Using spatiotemporal prediction models to quantify PM2.5 exposure due to daily movement†
Abstract
To date, epidemiological studies have generally not accounted for the spatiotemporal variations in PM2.5 concentration that populations experience. These studies typically infer exposure using home address and annually-averaged concentrations measured by a few centrally-located monitors. To quantify the impact of spatiotemporal variation on exposure estimates, this study uses land-use random forest models to estimate daily-average ambient PM2.5 concentrations in Allegheny County, USA. The data were collected using a network of 47 low-cost air quality sensors, and predictions were made for 50 × 50 m grids in Pittsburgh. Residential (PR) and commercial (PC) probability weighting values were assigned to each grid. The daily-average predictions were divided into “weekday” and “weekend” concentrations for each grid and averaged annually to estimate total annual exposure. Weighted stratified sampling was conducted using PR and PC values as probabilities, and weekdays and weekends as strata. Static models (population spends 24 hours per day in a fixed residential area) and dynamic models (estimates that account for time spent in residential and commercial areas) were created using these samples. The daily-average predicted concentrations across all grids ranged from 4–75 μg m−3 (μ = 12.0 μg m−3). Weekend concentrations were 10% higher than weekday concentrations, and commercial area concentrations were 9% higher than residential areas.
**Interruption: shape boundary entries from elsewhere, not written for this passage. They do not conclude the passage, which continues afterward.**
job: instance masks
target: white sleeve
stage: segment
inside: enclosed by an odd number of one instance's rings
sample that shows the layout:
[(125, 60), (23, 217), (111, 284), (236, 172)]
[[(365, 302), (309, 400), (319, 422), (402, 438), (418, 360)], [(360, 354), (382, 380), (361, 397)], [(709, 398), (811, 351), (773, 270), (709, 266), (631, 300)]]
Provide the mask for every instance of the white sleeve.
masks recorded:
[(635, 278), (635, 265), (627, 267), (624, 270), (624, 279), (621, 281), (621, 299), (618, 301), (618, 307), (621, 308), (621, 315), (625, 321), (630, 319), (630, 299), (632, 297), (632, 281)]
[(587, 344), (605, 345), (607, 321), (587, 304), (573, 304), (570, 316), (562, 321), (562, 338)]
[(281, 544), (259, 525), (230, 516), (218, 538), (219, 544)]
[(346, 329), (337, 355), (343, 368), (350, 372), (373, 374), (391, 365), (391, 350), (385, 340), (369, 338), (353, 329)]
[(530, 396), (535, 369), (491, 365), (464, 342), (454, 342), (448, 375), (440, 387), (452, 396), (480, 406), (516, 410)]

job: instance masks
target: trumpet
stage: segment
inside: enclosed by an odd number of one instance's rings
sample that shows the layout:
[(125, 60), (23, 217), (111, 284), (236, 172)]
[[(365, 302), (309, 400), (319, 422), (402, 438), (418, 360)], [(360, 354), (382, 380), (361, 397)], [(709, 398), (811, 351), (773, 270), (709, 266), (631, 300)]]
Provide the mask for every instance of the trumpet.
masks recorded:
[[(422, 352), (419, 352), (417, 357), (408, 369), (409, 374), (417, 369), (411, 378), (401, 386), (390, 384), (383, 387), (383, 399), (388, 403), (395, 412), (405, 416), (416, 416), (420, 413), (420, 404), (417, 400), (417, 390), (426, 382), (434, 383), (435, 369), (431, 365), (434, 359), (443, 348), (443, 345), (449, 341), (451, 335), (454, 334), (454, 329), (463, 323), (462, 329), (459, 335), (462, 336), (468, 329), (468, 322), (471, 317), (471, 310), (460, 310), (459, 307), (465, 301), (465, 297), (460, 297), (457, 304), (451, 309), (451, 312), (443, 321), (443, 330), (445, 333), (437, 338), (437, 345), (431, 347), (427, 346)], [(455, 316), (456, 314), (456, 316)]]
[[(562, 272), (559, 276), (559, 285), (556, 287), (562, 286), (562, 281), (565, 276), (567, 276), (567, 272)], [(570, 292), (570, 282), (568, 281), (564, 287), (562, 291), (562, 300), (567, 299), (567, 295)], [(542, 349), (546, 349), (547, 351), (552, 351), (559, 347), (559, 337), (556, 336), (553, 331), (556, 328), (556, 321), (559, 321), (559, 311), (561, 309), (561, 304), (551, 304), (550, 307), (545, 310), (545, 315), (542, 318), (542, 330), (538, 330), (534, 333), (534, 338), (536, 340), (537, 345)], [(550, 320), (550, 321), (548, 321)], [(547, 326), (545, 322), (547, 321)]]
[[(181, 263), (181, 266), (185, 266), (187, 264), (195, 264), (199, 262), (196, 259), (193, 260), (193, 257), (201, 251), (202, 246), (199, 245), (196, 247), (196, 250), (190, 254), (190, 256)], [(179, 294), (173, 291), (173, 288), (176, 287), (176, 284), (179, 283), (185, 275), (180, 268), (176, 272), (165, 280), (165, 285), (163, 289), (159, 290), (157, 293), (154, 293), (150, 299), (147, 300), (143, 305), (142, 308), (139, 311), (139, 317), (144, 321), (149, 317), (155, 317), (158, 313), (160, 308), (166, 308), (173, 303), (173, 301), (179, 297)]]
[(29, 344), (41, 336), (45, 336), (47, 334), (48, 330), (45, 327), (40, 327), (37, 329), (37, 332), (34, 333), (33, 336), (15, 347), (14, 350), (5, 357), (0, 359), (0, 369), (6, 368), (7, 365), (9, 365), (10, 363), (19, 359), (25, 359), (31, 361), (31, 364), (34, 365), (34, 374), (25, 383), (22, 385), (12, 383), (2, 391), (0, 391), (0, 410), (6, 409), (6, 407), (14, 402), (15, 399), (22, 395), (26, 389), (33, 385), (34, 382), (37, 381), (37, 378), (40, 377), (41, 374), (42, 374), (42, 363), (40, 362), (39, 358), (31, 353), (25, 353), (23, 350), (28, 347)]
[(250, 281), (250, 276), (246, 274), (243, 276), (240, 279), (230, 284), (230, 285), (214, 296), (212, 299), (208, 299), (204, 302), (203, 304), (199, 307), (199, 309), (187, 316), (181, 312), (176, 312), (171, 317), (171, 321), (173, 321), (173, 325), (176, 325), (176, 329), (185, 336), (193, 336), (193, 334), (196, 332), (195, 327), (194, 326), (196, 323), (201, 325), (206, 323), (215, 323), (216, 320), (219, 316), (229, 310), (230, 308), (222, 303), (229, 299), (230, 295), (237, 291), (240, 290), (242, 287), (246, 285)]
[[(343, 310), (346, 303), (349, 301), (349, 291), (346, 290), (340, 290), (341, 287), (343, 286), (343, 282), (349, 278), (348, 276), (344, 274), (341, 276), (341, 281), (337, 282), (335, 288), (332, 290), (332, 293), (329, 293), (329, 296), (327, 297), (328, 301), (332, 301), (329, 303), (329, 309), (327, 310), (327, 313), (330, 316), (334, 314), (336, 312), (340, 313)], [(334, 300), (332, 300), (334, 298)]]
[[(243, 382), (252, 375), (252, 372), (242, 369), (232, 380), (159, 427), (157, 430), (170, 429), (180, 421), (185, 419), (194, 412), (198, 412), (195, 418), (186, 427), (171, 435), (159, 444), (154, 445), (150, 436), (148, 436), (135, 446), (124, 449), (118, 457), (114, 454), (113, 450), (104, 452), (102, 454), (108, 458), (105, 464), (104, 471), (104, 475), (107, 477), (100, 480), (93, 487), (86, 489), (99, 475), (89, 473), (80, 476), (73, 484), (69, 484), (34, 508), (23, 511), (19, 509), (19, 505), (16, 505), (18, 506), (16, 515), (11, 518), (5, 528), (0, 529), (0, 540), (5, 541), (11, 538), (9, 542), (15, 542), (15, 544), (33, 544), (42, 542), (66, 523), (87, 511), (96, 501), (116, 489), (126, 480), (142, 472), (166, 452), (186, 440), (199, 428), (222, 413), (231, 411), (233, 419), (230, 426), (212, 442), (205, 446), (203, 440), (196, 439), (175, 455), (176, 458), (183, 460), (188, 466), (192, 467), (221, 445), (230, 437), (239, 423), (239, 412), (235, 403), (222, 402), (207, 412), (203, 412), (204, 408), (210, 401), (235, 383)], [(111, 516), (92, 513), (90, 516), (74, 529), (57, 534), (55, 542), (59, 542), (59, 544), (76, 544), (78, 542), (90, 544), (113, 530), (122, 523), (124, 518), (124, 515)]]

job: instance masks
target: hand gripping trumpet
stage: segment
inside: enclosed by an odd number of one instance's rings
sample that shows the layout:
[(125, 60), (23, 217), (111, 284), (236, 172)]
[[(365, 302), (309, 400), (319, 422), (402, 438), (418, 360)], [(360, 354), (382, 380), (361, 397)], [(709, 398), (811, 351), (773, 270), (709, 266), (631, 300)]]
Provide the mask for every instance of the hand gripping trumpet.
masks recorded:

These results support the hypotheses that exposure profiles vary due to movement between different areas and that exposure is underestimated when residents' mobility is ignored. Furthermore, exposure estimates may be affected due to the observed existence of temporal variations between weekdays and weekends. As low-cost sensor networks adoption grows, this work suggests that epidemiological exposure models can leverage these data to further refine exposure estimates and identify behaviors that may reduce exposure.